In Rossi v. Progressive Insurance, the insured was driving when he turned left across a lane of incoming traffic, colliding with an oncoming vehicle. He alleged significant injuries to his shoulders and lumbar and thoracic spines in the accident, and he claimed that he had seen various medical professionals as a result. The insurer covered the insured with an automobile insurance policy, and it promptly assigned his claim to a specialist.
The claim specialist contacted the other driver’s insurer, which told him that the other driver’s coverage limit was $100,000 and the full value of the insured’s claim was only about $20,000-$25,000 at the time. In addition, the insured’s attorney repeatedly failed throughout the process to respond to letters and phone calls from the insurer’s claim specialist that requested certain documentation.
A long additional string of events occurred over two years concerning the release of medical records, independent medical examinations, and liability for the accident. The insurer had investigated the accident scene and determined that the light was red when the insured turned left immediately before the accident. When ultimately determining liability for the accident, the insurer felt that the insured was 60-80% at fault. The insurer eventually made a settlement offer for the policy limit of $30,000, but by that point the insured believed his claim was worth over $100,000.

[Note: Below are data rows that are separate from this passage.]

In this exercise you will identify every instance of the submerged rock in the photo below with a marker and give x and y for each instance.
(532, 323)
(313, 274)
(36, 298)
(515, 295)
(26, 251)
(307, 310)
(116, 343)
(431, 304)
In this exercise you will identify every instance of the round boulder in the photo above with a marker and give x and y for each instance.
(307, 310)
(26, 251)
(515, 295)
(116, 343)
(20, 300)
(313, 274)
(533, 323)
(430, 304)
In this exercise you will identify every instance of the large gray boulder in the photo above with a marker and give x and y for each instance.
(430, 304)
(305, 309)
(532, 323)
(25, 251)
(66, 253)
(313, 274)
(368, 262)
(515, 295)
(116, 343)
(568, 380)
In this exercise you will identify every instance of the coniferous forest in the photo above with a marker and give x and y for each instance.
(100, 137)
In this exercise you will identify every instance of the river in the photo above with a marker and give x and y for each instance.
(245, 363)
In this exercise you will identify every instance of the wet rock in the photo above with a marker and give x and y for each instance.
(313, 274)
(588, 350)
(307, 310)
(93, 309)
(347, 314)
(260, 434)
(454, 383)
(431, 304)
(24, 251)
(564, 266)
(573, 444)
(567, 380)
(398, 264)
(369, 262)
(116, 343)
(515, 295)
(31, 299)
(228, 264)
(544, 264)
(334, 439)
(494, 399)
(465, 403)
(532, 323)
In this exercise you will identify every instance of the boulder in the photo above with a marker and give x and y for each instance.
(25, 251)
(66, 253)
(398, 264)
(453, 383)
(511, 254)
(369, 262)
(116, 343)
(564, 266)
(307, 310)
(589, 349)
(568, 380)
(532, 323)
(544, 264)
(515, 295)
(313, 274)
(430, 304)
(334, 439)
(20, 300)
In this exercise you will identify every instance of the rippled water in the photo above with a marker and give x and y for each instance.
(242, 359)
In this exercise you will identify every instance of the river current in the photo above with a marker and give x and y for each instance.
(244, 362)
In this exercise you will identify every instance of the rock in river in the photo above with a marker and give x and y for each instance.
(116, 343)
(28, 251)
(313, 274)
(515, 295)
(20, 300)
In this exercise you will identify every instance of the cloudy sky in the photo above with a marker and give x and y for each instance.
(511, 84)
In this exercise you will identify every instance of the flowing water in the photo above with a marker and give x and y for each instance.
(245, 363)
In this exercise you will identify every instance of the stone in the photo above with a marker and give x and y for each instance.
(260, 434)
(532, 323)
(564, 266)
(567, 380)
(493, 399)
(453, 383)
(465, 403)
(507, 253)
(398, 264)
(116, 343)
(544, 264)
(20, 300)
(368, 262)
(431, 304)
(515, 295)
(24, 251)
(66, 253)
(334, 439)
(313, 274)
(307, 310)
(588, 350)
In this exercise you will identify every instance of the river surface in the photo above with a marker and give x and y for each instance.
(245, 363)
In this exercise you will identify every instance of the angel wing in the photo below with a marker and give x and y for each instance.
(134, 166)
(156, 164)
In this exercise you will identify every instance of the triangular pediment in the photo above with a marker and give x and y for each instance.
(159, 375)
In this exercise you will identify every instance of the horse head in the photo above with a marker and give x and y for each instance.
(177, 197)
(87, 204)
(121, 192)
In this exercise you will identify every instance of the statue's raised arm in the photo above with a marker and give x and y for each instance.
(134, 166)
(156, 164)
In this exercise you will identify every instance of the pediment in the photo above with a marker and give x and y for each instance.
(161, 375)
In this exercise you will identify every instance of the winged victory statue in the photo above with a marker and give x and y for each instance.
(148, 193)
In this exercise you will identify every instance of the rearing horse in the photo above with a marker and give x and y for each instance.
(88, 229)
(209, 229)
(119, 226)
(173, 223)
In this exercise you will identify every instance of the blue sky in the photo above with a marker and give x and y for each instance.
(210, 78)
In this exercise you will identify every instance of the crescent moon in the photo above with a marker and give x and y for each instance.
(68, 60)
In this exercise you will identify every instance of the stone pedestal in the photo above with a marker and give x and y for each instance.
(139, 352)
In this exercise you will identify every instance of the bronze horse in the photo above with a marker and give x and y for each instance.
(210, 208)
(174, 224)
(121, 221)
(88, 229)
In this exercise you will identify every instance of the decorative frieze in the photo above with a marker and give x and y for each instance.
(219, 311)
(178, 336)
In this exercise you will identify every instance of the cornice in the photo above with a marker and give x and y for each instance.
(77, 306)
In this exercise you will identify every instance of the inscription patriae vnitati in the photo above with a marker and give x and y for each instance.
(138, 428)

The insured and his wife then filed a Complaint containing counts for breach of contract and bad faith. The parties were able to settle the breach of contract claim but not the bad faith count. The insurer then filed a motion for summary judgment on the bad faith claim, which was before the court in this opinion.

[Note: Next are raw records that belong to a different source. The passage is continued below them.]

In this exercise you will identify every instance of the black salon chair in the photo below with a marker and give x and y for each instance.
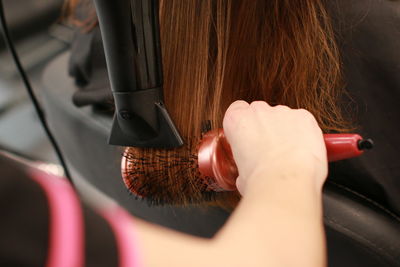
(360, 232)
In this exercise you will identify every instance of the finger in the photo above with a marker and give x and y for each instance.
(259, 104)
(238, 104)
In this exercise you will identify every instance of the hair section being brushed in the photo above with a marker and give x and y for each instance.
(218, 51)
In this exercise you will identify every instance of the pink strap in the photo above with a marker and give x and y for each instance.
(121, 223)
(66, 244)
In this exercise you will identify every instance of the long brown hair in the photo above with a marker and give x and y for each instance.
(219, 51)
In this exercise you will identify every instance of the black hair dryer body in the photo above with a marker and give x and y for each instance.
(131, 38)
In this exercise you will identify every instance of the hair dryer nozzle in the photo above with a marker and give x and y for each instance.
(130, 31)
(143, 121)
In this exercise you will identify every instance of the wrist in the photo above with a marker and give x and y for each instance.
(307, 172)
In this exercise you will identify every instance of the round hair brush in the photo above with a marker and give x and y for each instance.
(205, 171)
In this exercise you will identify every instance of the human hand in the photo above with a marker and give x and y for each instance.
(276, 141)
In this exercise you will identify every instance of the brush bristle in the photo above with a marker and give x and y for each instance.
(169, 177)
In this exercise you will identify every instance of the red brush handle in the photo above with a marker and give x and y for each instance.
(219, 169)
(342, 146)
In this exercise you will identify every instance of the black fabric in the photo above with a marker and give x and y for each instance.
(24, 219)
(24, 224)
(368, 34)
(100, 246)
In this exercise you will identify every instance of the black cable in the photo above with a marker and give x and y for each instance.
(31, 94)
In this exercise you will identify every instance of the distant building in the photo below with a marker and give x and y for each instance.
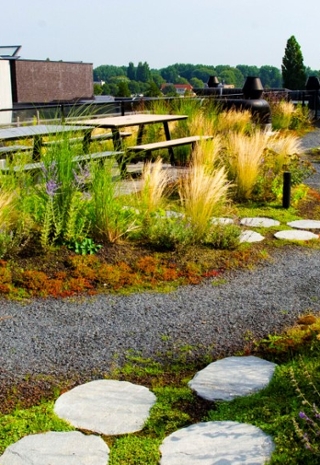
(45, 81)
(181, 89)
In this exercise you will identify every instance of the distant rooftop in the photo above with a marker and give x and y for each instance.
(9, 51)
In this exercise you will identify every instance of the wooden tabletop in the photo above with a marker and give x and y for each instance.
(130, 120)
(38, 130)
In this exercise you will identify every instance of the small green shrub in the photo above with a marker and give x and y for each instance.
(169, 233)
(223, 236)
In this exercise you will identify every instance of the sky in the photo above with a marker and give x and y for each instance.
(163, 32)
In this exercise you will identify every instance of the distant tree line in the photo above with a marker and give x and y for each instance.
(125, 81)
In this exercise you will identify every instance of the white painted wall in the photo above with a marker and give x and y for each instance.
(5, 92)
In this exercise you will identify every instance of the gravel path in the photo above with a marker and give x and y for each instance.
(61, 337)
(93, 334)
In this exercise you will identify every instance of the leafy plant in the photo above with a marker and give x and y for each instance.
(85, 247)
(169, 233)
(223, 236)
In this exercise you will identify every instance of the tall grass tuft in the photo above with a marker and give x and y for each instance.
(202, 195)
(153, 188)
(243, 158)
(208, 154)
(233, 120)
(282, 114)
(283, 145)
(110, 220)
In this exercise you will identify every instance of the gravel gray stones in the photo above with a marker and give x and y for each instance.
(250, 236)
(53, 448)
(294, 235)
(232, 377)
(81, 336)
(259, 222)
(106, 406)
(222, 221)
(217, 443)
(305, 224)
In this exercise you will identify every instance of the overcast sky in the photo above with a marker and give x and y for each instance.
(163, 32)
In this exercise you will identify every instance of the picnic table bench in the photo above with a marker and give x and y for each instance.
(116, 123)
(149, 148)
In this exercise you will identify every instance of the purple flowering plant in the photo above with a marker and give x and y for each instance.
(307, 427)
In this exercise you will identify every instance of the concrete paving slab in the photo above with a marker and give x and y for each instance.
(222, 221)
(305, 224)
(217, 443)
(296, 235)
(232, 377)
(57, 448)
(250, 236)
(259, 222)
(107, 407)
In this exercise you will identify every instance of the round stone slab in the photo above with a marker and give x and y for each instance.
(232, 377)
(250, 236)
(222, 221)
(259, 222)
(305, 224)
(71, 448)
(107, 407)
(293, 235)
(217, 442)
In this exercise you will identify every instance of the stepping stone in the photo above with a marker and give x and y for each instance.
(222, 221)
(217, 442)
(250, 236)
(292, 235)
(52, 448)
(107, 407)
(259, 222)
(305, 224)
(170, 214)
(232, 377)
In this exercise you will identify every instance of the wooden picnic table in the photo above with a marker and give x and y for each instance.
(115, 123)
(37, 133)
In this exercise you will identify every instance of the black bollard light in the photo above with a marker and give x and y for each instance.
(286, 192)
(313, 86)
(252, 88)
(213, 81)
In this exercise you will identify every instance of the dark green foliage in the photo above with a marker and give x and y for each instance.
(293, 69)
(123, 89)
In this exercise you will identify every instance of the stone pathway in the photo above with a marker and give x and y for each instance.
(113, 407)
(106, 407)
(217, 442)
(232, 377)
(52, 448)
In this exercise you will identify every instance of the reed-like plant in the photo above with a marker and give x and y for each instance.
(154, 184)
(59, 206)
(110, 219)
(243, 159)
(202, 195)
(283, 145)
(208, 153)
(282, 114)
(233, 121)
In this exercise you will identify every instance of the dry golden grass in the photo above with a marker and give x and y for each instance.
(233, 120)
(154, 183)
(207, 153)
(6, 210)
(201, 124)
(243, 158)
(283, 145)
(202, 196)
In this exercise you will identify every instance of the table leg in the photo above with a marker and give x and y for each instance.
(86, 142)
(118, 147)
(140, 134)
(168, 137)
(37, 144)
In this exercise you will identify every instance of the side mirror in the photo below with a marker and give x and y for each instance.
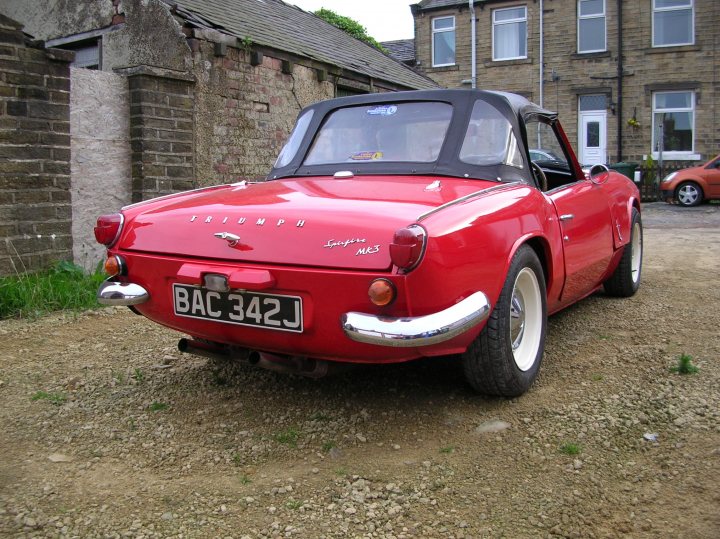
(599, 173)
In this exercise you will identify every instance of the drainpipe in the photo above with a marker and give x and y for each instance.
(542, 55)
(473, 69)
(618, 110)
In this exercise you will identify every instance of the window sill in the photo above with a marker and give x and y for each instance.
(440, 69)
(504, 63)
(589, 55)
(672, 156)
(673, 48)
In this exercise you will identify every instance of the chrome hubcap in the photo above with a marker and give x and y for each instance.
(688, 194)
(517, 318)
(526, 319)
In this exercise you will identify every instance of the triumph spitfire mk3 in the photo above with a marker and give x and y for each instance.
(391, 227)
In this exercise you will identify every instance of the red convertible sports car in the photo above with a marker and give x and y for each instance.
(392, 227)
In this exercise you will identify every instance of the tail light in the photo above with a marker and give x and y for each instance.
(108, 228)
(408, 247)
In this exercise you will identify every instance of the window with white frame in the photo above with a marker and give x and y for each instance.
(673, 122)
(510, 33)
(591, 26)
(673, 23)
(443, 43)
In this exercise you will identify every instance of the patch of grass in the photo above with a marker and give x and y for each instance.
(63, 286)
(570, 448)
(158, 406)
(139, 376)
(327, 446)
(685, 365)
(288, 437)
(57, 398)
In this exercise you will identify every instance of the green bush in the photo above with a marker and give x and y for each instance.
(63, 286)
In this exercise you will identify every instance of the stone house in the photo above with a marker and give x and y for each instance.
(616, 71)
(148, 97)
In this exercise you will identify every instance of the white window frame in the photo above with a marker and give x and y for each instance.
(655, 10)
(581, 17)
(687, 155)
(439, 31)
(511, 21)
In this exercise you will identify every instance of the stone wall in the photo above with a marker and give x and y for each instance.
(35, 204)
(161, 131)
(100, 150)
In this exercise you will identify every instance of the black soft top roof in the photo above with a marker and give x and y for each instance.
(515, 108)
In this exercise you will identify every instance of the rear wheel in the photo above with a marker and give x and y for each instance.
(689, 194)
(625, 280)
(505, 358)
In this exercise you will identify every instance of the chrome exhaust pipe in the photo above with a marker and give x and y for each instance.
(212, 350)
(311, 368)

The court first noted a major mistake by the insured- after the insurer filed its own
statement of material facts, the insured was required to respond with his own statement of facts setting forth which facts were materially in dispute. He never filed this statement, and the court therefore had to deem all of the insurer’s alleged facts in that statement to be admitted (while still viewing them in the light most favorable to the insured) [Thus, the facts mentioned above were put forth by the insurer.]

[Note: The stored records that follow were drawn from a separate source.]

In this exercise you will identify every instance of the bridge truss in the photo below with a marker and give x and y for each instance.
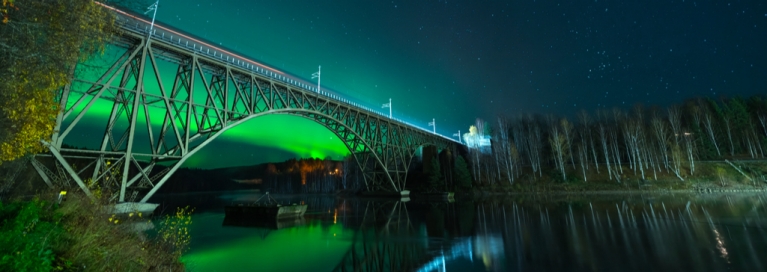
(156, 124)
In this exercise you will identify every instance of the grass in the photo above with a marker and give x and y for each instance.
(80, 235)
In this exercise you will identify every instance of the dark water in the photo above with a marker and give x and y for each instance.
(555, 233)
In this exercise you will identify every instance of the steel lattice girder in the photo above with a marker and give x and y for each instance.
(383, 148)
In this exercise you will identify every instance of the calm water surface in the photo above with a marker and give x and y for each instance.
(554, 233)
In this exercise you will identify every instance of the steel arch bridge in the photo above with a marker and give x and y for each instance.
(212, 91)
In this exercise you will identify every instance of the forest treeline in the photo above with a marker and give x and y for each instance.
(644, 142)
(310, 175)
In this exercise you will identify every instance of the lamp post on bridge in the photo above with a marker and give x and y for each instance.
(387, 105)
(433, 124)
(153, 8)
(317, 76)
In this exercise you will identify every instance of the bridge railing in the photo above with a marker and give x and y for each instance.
(142, 27)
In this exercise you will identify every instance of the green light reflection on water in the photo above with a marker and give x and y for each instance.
(311, 247)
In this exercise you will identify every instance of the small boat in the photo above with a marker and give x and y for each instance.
(270, 210)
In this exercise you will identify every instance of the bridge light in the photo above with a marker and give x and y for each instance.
(433, 124)
(388, 105)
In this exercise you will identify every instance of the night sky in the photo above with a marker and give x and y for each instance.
(461, 60)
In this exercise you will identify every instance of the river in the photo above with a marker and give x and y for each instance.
(680, 232)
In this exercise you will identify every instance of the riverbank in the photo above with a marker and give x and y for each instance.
(78, 234)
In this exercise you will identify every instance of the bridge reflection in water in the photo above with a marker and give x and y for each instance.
(606, 233)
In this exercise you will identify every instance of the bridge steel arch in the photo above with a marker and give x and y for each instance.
(233, 92)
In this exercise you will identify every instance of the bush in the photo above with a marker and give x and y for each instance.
(28, 234)
(80, 235)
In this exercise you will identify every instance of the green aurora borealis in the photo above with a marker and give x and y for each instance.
(456, 61)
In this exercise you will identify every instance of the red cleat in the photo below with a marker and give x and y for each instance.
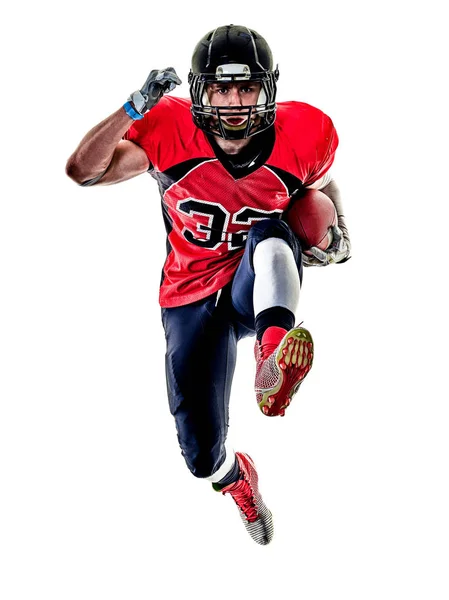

The court then determined that “no reasonable fact-finder could find that [the insured] has proven [the insurer’s] bad faith by clear and convincing evidence.” It was reasonable to investigate liability for the accident because the insured failed to yield the right-of-way and it was reasonable to dispute the amount of damages and request numerous medical records and independent medical examinations before preparing an offer. Therefore, because the insured failed (under the insurer’s alleged facts) to demonstrate that the insurer acted with an improper motive, the court granted the insurer’s motion for summary judgment on the bad faith claim.
Date of Decision: April 25, 2011
Rossi v. Progressive Ins.
, Civil Action No. 3:09-CV-876, United States District Court for the Middle District of Pennsylvania, 2011 U.S. Dist. LEXIS 44097 (M.D. Pa. Apr. 25, 2011) (Caputo, J.)